The Divine Life and the Way to Fulfilment

Barry Long

9781899324408
137 pages
Barry Long Books
Overview

A spiritual master's reflections and observations as he travelled from his home in Australia to teach in Europe and California. The year was 1990 and Barry Long was beginning to be known further afield than at home and in London. He had just announced his intention to 'go global' and as the Journal begins he declares his purpose: To introduce his audience to the real possibility of becoming cosmically conscious.

The Journal was produced at the time for people coming to his talks and as a record of the current themes in his teaching. It's a collection of his writings and sayings, along with extracts from his extensive correspondence and edited transcripts of public talks. Three volumes were published serially and together they are a kaleidoscope of spiritual insights and inspirational wisdom. The Journal is easy-to-read and offers a fascinating glimpse into both the global and the cosmic vision of one of the most powerful teachers of the twentieth century.

Author Bio

Barry Long (1926-2003) was a writer and spiritual teacher with an original and challenging way of communicating age-old truths.

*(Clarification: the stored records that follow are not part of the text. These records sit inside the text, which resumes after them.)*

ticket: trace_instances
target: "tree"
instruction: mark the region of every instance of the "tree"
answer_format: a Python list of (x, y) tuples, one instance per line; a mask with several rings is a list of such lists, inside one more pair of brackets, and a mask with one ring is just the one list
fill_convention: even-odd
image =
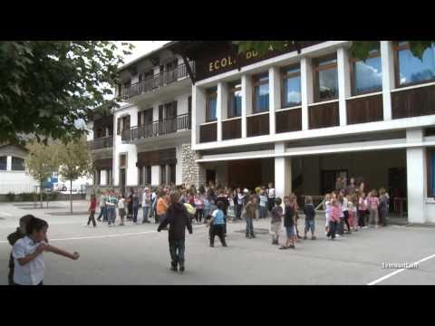
[[(297, 41), (233, 41), (237, 46), (238, 53), (243, 53), (255, 50), (258, 55), (264, 55), (272, 46), (274, 49), (282, 50), (285, 43), (292, 43)], [(410, 50), (413, 55), (421, 59), (426, 49), (430, 48), (435, 41), (409, 41)], [(372, 50), (379, 49), (379, 41), (353, 41), (351, 53), (354, 58), (366, 60)]]
[[(123, 54), (132, 48), (121, 45)], [(117, 52), (110, 41), (0, 42), (0, 142), (80, 139), (86, 131), (77, 120), (116, 105), (107, 97), (123, 63)]]
[(72, 181), (85, 177), (92, 170), (92, 159), (88, 149), (86, 137), (66, 144), (58, 143), (59, 174), (70, 181), (70, 211), (72, 213)]
[(29, 174), (39, 182), (41, 194), (41, 208), (43, 207), (43, 185), (53, 171), (57, 171), (57, 148), (44, 144), (29, 141), (27, 143), (29, 155), (24, 159)]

Born and raised in Australia he started out as a junior journalist and became the youngest-ever editor of a Sydney Sunday tabloid, somewhat prophetically called 'Truth'. At that time spiritual truth was far from his mind, but in his early 30s, the ambitious and successful family man began to question all his values. For some years his inner pain and suffering increased. Eventually, in 1965, he fled Australia and went to India. After many adventures, alone in the Himalayas he experienced what he called a 'mystic death', or the realization of immortality. This was the real beginning of his journey towards 'the unfathomable mystery of God or Life and that other divine mystery of true love between man and woman'.

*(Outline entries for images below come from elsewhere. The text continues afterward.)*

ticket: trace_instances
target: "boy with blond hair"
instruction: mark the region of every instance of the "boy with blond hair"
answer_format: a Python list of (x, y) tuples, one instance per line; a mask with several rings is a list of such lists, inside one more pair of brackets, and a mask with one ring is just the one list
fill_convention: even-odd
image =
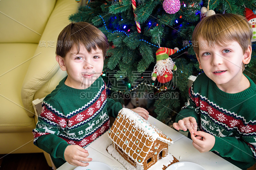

He wrote of his insights and realizations and for thirty years gave talks and seminars in many countries. He inspired and guided many thousands of men and women without wanting to create a big organization or attract personal fame. He was concerned with the individual, not society. He taught that the way to truth and the reality of love is through direct experience, not belief or imagination; and that freedom comes from taking responsibility for one's own life. He was fulfilled by the prospect that one day someone might hear the truth from him and be able to live it. Evidently very many did. His legacy may be seen in their lives and in the work of some of those he inspired, including other teachers, notably Eckhart Tolle.